Il plut tout le temps. Il y avait dans les rues une boue effroyable. Mais pendant le transport de la dépouille, les femmes, les jeunes filles, les enfants, même les dames en crinoline, s’agenouillèrent dans la boue derrière le cercueil. Iwan Jakowlewitsch — qu’on me pardonne les mots crus ! — avait pissé et déféqué, tout cela dégoulinait du cercueil et les croquemorts jetaient du sable dessus. Les adorateurs d’Ywan Jakowlewitsch ramassaient ce sable maculé et le portaient à la maison. Ce sable avait la réputation de guérir merveilleusement. Un enfant avait-il mal au ventre ? La mère mettait une demi-cuiller de sable merveilleux dans sa bouillie, et le poupard guérissait. La ouate que le bienheureux s’était mis dans le nez et dans les oreilles, fut étirée en petits fils et distribuée aux croyants.
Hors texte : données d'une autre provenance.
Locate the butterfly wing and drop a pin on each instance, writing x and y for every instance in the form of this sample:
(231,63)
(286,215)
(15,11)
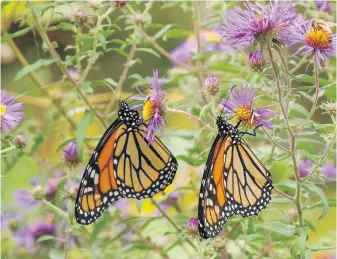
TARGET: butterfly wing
(249,183)
(234,182)
(98,188)
(143,169)
(212,199)
(124,164)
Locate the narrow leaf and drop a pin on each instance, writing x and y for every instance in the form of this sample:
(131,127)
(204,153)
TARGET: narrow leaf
(32,67)
(82,129)
(313,188)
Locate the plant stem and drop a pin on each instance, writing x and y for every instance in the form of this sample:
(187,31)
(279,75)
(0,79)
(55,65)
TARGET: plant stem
(160,49)
(320,162)
(298,204)
(191,116)
(122,78)
(274,142)
(177,228)
(38,82)
(314,105)
(60,64)
(57,210)
(94,55)
(283,194)
(7,149)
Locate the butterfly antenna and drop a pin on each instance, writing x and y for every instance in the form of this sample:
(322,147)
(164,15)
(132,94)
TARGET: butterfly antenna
(226,100)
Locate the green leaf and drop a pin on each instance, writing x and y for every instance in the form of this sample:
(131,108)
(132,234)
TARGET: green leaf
(278,227)
(310,187)
(63,26)
(102,40)
(177,33)
(44,238)
(8,36)
(82,129)
(148,50)
(32,67)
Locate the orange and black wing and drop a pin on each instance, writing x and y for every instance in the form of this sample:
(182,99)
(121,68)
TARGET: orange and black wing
(98,188)
(142,169)
(234,182)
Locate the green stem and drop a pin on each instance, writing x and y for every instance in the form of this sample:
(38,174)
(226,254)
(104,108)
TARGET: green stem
(57,210)
(60,64)
(322,159)
(122,78)
(314,104)
(7,149)
(94,56)
(191,116)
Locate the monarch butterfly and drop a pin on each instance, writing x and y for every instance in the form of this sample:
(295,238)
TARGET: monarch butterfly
(235,182)
(123,164)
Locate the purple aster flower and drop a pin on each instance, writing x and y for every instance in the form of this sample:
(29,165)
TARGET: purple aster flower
(212,85)
(241,105)
(70,153)
(186,50)
(11,221)
(329,170)
(153,107)
(256,60)
(243,28)
(323,6)
(192,225)
(27,237)
(10,116)
(305,167)
(316,39)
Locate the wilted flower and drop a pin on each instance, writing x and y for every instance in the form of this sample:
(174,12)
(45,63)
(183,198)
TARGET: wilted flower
(329,108)
(241,105)
(20,141)
(212,85)
(317,41)
(70,153)
(192,225)
(258,23)
(186,50)
(38,192)
(329,170)
(305,167)
(256,60)
(10,116)
(323,6)
(153,107)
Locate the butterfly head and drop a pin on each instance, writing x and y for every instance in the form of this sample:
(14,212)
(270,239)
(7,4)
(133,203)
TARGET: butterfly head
(225,127)
(129,116)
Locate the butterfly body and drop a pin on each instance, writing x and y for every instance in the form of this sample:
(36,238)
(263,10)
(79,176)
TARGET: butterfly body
(123,165)
(235,182)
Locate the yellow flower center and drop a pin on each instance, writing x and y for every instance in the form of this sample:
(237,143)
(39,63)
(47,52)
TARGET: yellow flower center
(244,113)
(317,38)
(2,109)
(149,109)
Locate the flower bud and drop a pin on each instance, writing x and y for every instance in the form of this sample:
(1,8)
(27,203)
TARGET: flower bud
(38,192)
(80,16)
(212,85)
(192,225)
(256,60)
(120,3)
(70,153)
(20,141)
(329,108)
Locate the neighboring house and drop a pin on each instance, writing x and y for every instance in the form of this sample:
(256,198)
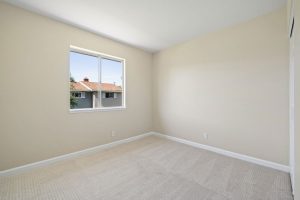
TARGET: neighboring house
(87,94)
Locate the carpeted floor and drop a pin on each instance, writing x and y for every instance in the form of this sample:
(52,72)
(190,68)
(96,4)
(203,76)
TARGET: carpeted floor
(150,168)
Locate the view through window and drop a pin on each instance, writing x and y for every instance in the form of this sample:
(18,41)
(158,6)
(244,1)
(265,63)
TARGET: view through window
(96,81)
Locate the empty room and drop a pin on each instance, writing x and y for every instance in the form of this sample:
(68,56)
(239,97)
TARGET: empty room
(149,100)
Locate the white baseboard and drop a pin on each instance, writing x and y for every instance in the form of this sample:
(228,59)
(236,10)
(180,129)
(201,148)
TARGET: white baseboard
(46,162)
(228,153)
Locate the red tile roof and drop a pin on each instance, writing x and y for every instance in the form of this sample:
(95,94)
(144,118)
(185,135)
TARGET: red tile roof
(86,86)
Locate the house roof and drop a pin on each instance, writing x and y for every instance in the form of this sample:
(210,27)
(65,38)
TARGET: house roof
(86,86)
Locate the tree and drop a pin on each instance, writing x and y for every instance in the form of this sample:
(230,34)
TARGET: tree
(73,101)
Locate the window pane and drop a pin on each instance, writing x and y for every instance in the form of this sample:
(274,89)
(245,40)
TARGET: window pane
(112,82)
(84,80)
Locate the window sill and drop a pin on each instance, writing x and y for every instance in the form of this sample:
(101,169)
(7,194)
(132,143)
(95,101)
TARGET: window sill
(96,109)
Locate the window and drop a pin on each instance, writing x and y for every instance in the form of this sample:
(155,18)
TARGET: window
(108,95)
(96,81)
(78,94)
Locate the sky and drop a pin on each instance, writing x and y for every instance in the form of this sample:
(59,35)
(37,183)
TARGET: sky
(82,66)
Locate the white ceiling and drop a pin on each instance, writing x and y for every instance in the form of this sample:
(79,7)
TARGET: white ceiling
(150,24)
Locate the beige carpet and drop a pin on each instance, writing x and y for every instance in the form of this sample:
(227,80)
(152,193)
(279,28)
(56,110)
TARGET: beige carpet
(150,168)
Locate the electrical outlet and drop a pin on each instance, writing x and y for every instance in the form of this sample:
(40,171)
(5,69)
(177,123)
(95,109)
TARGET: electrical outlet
(113,133)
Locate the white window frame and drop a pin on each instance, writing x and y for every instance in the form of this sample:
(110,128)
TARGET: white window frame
(82,95)
(101,55)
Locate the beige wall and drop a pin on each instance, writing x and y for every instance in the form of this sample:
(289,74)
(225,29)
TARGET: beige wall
(297,97)
(231,84)
(35,122)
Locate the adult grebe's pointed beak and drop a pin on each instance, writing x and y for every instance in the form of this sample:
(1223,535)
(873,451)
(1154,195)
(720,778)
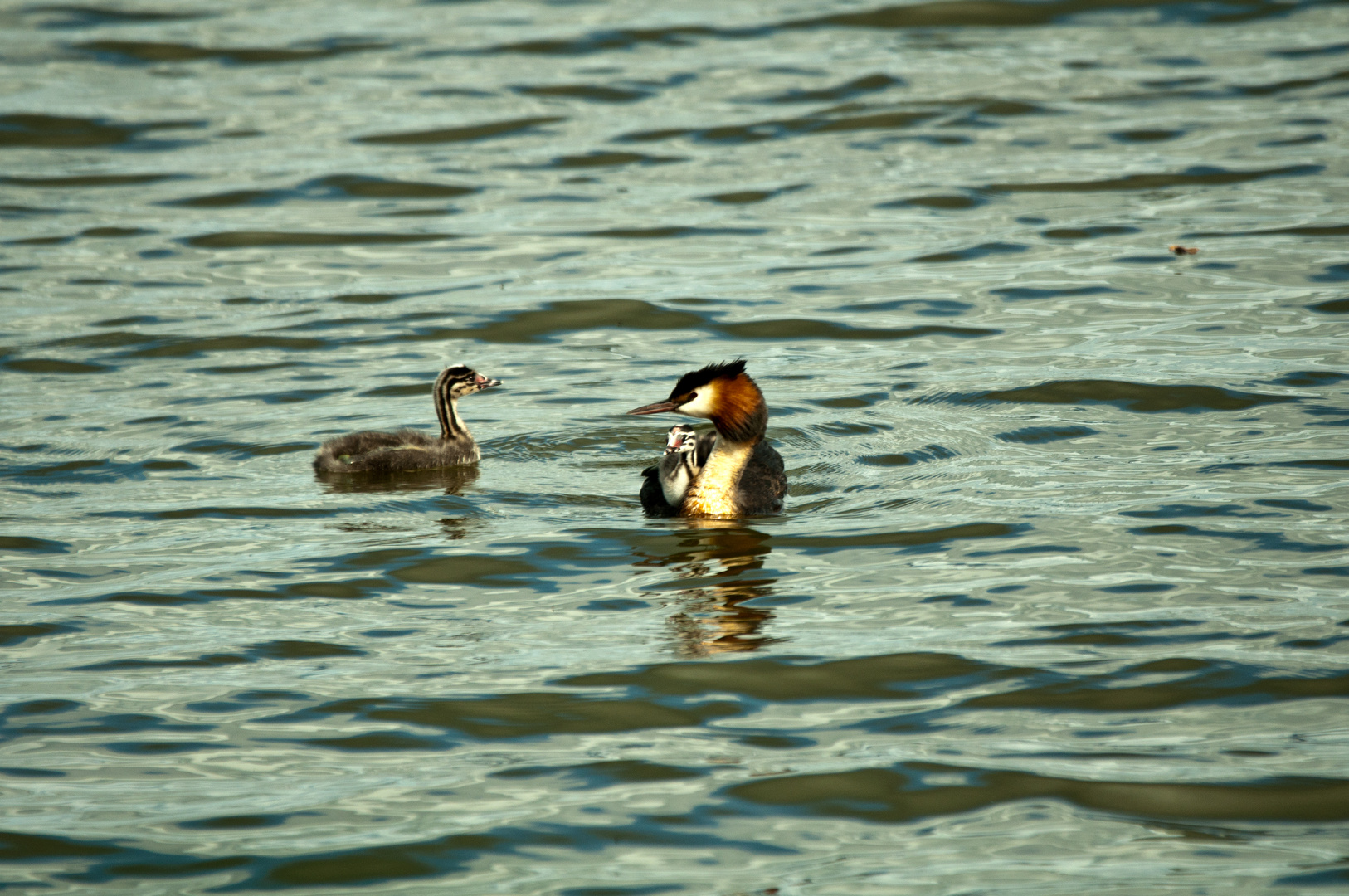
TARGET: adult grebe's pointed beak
(653,409)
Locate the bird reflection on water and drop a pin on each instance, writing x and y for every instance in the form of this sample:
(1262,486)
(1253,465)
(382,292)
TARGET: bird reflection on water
(719,564)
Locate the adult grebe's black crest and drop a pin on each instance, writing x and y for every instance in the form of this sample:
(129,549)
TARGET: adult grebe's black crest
(743,475)
(409,450)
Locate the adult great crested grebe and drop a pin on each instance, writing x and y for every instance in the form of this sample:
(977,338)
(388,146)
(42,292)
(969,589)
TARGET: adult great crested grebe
(743,475)
(667,482)
(409,450)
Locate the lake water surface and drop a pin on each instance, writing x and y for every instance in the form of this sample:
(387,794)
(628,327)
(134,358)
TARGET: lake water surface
(1059,599)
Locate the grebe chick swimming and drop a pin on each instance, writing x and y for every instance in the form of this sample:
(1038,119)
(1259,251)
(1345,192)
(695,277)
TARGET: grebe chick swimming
(409,450)
(743,475)
(667,482)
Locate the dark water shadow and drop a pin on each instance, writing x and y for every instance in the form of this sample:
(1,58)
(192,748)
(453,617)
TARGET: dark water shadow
(718,568)
(900,794)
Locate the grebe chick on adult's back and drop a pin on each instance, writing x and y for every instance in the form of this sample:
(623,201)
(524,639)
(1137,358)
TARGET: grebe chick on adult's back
(667,482)
(743,475)
(409,450)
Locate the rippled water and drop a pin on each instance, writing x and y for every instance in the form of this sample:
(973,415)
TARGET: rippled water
(1058,603)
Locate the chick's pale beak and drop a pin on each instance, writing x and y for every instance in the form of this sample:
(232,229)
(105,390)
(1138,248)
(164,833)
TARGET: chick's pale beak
(653,409)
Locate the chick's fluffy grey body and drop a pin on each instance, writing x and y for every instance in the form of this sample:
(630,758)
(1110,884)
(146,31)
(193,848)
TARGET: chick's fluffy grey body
(371,451)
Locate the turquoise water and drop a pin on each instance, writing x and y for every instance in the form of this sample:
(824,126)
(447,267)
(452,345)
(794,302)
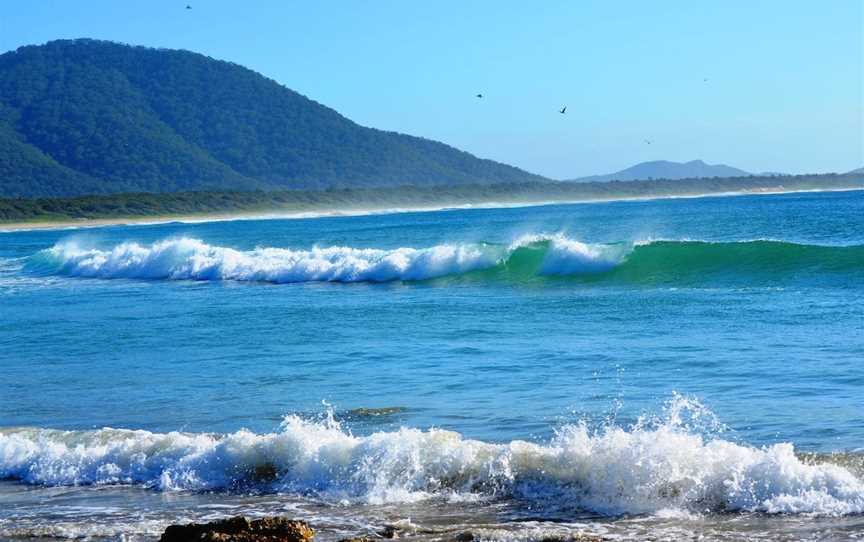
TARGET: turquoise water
(696,355)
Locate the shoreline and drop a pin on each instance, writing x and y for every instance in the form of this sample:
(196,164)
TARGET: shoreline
(155,220)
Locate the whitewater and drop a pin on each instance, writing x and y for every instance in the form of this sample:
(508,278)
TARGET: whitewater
(649,369)
(611,472)
(536,254)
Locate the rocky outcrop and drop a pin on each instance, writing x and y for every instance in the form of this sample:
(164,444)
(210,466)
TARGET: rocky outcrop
(241,529)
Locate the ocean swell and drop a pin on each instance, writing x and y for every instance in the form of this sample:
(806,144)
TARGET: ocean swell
(615,470)
(529,257)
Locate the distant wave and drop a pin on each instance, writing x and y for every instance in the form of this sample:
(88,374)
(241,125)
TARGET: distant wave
(643,469)
(528,257)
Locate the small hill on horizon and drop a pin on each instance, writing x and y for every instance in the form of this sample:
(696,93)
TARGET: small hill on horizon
(664,169)
(94,117)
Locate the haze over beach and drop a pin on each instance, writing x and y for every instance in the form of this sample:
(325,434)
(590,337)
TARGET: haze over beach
(440,272)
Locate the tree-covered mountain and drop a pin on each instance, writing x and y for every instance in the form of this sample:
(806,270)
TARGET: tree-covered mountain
(664,169)
(89,117)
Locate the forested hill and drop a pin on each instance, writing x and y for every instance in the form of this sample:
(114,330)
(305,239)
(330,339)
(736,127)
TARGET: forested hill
(94,117)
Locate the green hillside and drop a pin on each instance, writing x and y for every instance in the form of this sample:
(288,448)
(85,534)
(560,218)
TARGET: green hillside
(93,117)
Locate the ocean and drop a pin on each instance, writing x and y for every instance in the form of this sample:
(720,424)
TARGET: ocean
(666,369)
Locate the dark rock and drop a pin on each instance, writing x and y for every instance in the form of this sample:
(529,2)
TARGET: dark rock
(241,529)
(389,531)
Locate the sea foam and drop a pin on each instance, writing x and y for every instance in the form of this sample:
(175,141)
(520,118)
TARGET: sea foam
(615,470)
(192,259)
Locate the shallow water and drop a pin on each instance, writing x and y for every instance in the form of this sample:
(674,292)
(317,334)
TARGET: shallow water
(663,367)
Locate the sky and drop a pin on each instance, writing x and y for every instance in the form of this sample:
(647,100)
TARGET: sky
(763,86)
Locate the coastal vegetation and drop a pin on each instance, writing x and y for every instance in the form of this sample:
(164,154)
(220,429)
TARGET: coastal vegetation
(83,116)
(131,205)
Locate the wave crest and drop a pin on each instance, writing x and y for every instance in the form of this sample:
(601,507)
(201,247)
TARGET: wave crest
(612,471)
(529,257)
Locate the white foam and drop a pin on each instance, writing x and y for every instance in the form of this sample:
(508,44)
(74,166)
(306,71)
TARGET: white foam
(613,471)
(192,259)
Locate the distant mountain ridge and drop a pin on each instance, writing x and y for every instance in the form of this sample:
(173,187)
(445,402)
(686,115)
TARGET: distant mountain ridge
(664,169)
(94,117)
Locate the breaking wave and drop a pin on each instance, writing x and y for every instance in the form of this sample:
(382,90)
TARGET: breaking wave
(647,468)
(527,258)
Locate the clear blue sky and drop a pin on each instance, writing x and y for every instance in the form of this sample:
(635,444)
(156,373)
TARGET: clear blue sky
(785,89)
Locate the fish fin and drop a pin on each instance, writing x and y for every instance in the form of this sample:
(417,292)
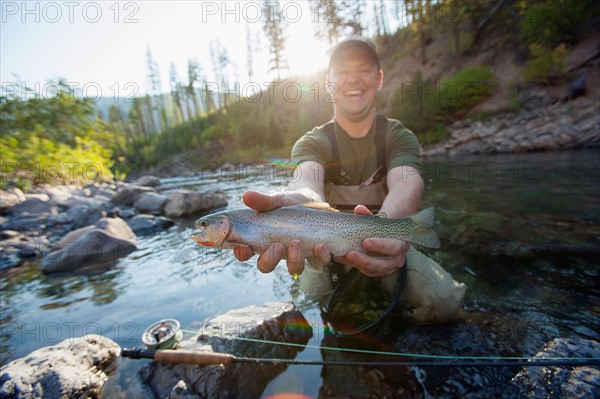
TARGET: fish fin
(323,206)
(426,238)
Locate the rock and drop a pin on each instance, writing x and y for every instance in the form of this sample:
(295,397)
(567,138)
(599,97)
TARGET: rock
(150,203)
(28,246)
(84,216)
(30,215)
(95,189)
(577,87)
(74,368)
(9,256)
(183,202)
(102,244)
(41,196)
(10,197)
(33,206)
(272,321)
(57,195)
(149,181)
(8,234)
(148,224)
(561,382)
(573,124)
(127,194)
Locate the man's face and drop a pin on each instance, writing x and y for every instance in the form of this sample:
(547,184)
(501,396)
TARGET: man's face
(354,79)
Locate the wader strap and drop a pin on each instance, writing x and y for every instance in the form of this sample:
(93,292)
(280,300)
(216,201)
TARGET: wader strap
(334,173)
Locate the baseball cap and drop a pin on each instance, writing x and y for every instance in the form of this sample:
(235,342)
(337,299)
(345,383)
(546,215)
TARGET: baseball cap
(355,41)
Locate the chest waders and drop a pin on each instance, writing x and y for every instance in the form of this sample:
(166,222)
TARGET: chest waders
(343,196)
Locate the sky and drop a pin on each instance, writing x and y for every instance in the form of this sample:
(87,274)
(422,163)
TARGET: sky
(100,47)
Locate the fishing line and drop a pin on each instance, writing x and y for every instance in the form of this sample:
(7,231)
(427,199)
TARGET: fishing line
(500,360)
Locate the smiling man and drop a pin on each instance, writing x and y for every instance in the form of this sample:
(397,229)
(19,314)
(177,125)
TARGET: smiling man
(361,162)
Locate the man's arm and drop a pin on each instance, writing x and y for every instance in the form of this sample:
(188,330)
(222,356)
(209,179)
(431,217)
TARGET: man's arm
(405,187)
(404,197)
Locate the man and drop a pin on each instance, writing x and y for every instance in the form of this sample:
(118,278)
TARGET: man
(360,159)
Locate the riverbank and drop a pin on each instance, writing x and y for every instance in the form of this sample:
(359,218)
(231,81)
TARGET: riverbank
(539,126)
(74,228)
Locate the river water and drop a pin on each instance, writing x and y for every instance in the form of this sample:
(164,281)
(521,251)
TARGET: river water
(522,231)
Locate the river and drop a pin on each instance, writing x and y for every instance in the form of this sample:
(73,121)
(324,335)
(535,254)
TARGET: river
(521,230)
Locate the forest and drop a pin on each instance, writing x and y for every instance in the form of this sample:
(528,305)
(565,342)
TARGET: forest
(64,136)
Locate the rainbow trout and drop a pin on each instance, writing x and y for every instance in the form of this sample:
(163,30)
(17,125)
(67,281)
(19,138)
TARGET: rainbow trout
(311,224)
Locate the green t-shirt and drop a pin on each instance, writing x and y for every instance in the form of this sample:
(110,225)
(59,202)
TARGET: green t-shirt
(358,155)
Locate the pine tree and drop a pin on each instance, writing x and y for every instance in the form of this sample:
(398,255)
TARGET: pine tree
(175,86)
(249,54)
(155,90)
(336,18)
(274,28)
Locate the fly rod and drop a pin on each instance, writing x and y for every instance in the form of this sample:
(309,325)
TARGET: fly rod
(201,358)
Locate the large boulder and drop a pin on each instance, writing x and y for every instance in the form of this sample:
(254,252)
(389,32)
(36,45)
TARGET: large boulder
(148,224)
(149,181)
(16,247)
(150,203)
(74,368)
(104,243)
(30,215)
(127,193)
(273,321)
(184,202)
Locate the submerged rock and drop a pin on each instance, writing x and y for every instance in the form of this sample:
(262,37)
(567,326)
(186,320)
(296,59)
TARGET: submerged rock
(106,242)
(150,203)
(562,382)
(128,193)
(148,224)
(74,368)
(272,321)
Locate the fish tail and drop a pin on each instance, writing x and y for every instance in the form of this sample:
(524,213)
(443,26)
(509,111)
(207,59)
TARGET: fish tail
(424,235)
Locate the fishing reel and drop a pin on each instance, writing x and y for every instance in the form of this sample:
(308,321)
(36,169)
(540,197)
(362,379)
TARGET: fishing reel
(163,334)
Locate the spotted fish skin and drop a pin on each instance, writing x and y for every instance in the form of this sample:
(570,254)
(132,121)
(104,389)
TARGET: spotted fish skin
(339,232)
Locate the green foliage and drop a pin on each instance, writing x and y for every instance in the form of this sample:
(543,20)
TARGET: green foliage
(416,104)
(545,65)
(53,140)
(467,88)
(243,129)
(551,22)
(466,41)
(424,107)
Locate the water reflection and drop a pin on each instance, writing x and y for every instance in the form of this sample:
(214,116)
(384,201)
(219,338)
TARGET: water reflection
(522,231)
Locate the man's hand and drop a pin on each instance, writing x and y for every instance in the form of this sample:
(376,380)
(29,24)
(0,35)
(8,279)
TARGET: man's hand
(392,253)
(295,254)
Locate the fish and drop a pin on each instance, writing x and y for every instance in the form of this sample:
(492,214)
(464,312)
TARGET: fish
(311,224)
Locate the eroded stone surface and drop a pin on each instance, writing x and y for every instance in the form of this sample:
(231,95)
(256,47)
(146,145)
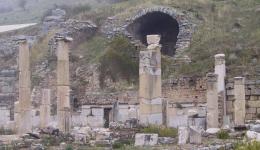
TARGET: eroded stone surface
(146,139)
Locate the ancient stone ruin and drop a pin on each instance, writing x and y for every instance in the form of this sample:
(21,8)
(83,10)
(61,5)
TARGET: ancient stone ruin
(196,111)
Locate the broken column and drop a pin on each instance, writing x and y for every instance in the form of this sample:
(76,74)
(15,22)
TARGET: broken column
(240,102)
(63,84)
(45,108)
(150,83)
(220,70)
(24,122)
(212,101)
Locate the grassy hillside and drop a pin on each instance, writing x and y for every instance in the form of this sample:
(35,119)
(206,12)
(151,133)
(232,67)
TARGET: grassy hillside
(14,12)
(222,26)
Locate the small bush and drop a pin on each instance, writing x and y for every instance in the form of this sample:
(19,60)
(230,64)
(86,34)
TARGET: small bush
(119,61)
(248,146)
(222,134)
(69,147)
(161,131)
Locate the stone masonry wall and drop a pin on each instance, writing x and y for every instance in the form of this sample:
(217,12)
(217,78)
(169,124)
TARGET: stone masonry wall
(185,89)
(252,89)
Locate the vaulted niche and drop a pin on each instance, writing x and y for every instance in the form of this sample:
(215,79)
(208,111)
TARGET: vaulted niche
(156,23)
De nombreux admirateurs apportèrent de petites bouteilles pour recueillir les liquides qui s’écoulaient de la bière (le défunt était mort d’hydropisie). La chemise qui avait recouvert le mort, fut découpée en talismans. Lorsqu’on sortit le cadavre de l’église, tous les estropiés, les mendiants, les vagabonds, les infirmes, les chemineaux, les compagnons, formèrent une immense marée humaine… » (pp. 87-88).
Paysans lorrains qui adorez St-Expédit (lequel n’a jamais existé !) – Paysans du Val de Loire qui vénérez St-René (qui n’a pas vécu) ! — Sainte Marguerite-Marie, créatrice du culte du Sacré-Coeur de Jésus, qui cherchiez dans la rue les crachats les plus verts, les plus répugnants, pour les lécher et les manger (témoignage de son biographe, Monseigneur Deminuid, protonotaire apostolique). — Paysans russes qui recueillez la pisse, la m…, la viande coulante, qui dégoulinent du cercueil du Saint hydropique, n’êtes-vous pas les frères des Moehring de Jarchau !
D’où vient que Ludwig Tureck ne nous a pas parlé de la religion des paysans de l’Altmarkt ?

Gabriel GOBRON.

(1) En allemand, Kafter, Cafre, est un péjoratif vigoureux.
(2) J’ignore s’il ne s‘agirait pas ici plutôt d’une sorte de carotte.

Les primaires, 1er janvier 1931, p. 441-449.